Motivation and encouragement
Behind every decision, there should be a good reason. No matter if you feel overweight or you’ve just found an attractive a girl from the local cycling club, any kind of motivation will help you to stay determined. Cycling must bring you joy and excitement, without that, you’ll end sooner or later.
Plan and patience
You can be lucky and excel in an amateur darts match even without training, however, you’d only hardly make 100 km right after getting up from the couch. During the first few weeks, you’ll need to improve both your technique and endurance step by step. In theory, you could do 100 km quite easily. With the average speed of 20 km/h – which is actually nothing extraordinary – you’d achieve your goal in only five hours. Even though this sounds much better than sitting in a dental chair for only five minutes, in the end, the result would be equally treacherous, because cycling for more than one hour requires your body to be really accustomed to the sport. Even the tiniest and most hidden parts of your body will be sore after two hours. The third hour will be like hell on Earth, not to mention that you might cause serious problems to your locomotor system. Go step by step and add no more than 10 km every week you if you’re resolved to cycle more than the last time. This way, you can organise your first 100 km in just a 10-week schedule, which is actually a great summer season outlook.
A proper bike
With an inferior bike, you will always hold back, making excuses about wrong equipment. A good-looking bike will encourage you to ride more often, because with all the money you spent on it, you can’t just leave it in the cellar. However, this is just one part of the story. What’s more important for your performance is the right set-up. Ask the staff in your bike shop to make you a perfect set-up on your bike, so it suits your body proportions. Only a well-prepared bike will allow you to take advantage of your physical potential. Also pay attention to the pedal and shoes set-up, as wrongly adjusted cycling cleats might lead to serious knee or ankle problems and cause terrible pain that might turn chronic.
Food and water
Even strong riders might bonk when they forget to eat and drink properly. Especially in the beginning, supplying energy while cycling is not that crucial, as you normally spend up to two hours in the saddle. After a couple of weeks, however, when your endurance increases, you may feel ready to attack your next distance limit. Staying longer on the bike could surprise you with sudden fatigue caused by lack of energy.
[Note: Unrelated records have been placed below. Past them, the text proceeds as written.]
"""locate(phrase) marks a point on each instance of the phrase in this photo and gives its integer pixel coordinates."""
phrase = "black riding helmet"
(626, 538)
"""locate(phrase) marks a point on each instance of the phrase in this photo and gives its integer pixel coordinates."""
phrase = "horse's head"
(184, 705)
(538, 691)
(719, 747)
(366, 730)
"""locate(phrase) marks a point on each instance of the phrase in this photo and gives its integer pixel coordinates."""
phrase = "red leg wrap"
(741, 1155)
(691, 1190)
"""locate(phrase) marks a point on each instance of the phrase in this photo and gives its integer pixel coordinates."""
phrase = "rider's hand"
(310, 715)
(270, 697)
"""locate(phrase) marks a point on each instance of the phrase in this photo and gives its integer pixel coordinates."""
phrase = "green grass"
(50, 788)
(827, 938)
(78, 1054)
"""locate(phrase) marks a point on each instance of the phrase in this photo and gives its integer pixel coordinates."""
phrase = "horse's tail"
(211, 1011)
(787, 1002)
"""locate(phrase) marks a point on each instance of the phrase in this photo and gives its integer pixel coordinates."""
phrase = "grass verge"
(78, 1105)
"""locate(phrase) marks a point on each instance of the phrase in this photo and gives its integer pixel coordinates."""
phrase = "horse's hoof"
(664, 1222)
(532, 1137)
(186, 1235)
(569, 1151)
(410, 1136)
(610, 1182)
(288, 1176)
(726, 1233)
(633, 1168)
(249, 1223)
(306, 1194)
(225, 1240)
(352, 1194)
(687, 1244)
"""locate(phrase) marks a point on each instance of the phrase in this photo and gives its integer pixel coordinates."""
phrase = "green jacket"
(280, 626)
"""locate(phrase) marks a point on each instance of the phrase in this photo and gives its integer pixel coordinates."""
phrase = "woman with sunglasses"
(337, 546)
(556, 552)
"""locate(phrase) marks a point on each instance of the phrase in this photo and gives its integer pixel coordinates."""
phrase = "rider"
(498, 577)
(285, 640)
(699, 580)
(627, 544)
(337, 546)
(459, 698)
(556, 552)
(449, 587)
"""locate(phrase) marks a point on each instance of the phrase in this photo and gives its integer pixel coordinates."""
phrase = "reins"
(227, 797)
Ask more experienced cyclists about what is appropriate to eat while riding. Here’s some useful advice on when to eat: have a snack right at the moment when food comes to your mind. When you start feeling really hungry, it’s already too late. Concerning drinking, you should drink regularly even if you don’t feel thirsty. Watch professional cyclists – they constantly drink such amounts none of your pub mates could ever handle. That way you can make it to your first 100 km without ending up in the emergency room.
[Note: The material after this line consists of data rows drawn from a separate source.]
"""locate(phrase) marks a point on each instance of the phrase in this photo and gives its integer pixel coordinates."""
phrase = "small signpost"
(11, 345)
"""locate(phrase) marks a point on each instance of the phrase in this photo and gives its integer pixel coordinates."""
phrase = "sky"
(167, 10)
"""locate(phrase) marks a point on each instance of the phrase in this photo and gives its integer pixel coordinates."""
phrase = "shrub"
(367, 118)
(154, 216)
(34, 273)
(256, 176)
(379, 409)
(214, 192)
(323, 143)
Time for recovery after each ride
Since you’re not participating in the Tour de France, there’s no need to undergo the cycling torture day by day. After each step, have a rest. When you reach the new limit – like 60 km for example – enjoy it and indulge yourself with time for recovery. Cycling is extremely addictive, so don’t be afraid that one day off saddle might make you a couch potato again.
Support by your relatives
Cycling is time-demanding. You can play squash or take a yoga lesson for one hour after work, but you can never cover 100 km in two hours. Not even in three. In order to get fit enough for such enormous performance, you will have to train for many days, every time for several hours. Get ready for uncomfortable questions like “Honey (or daddy), will you spend time with me this Saturday?” To prevent a family disaster, try to find a training schedule that will not collide with your family life. You can cycle every day before you go to work, or even better, you can cycle to and from work. Riding up to 40 km twice a week will make your body ready for longer distances. Forget about Friday night pub, wake up early on Saturday and try to ride 60 km before your girlfriend makes breakfast. Without understanding and support from your loved ones, however, you will never accomplish the first 100 km mission.
The right people
Although cycling is an individual sport, riding alone is no fun. Besides, cycling in a group is way easier because of the aerodynamic drag. Experienced cyclists will understand that you are just in your beginnings and if they’re the right mates, they will not want you to lead the group against the wind. Instead, you will enjoy the advantage of riding in a peloton before you advance to the higher level and will have more strength to take the lead for some time, too. Riding in a group requires significantly less power, so you will be able to go on much longer trips. Your first 100 km will come soon.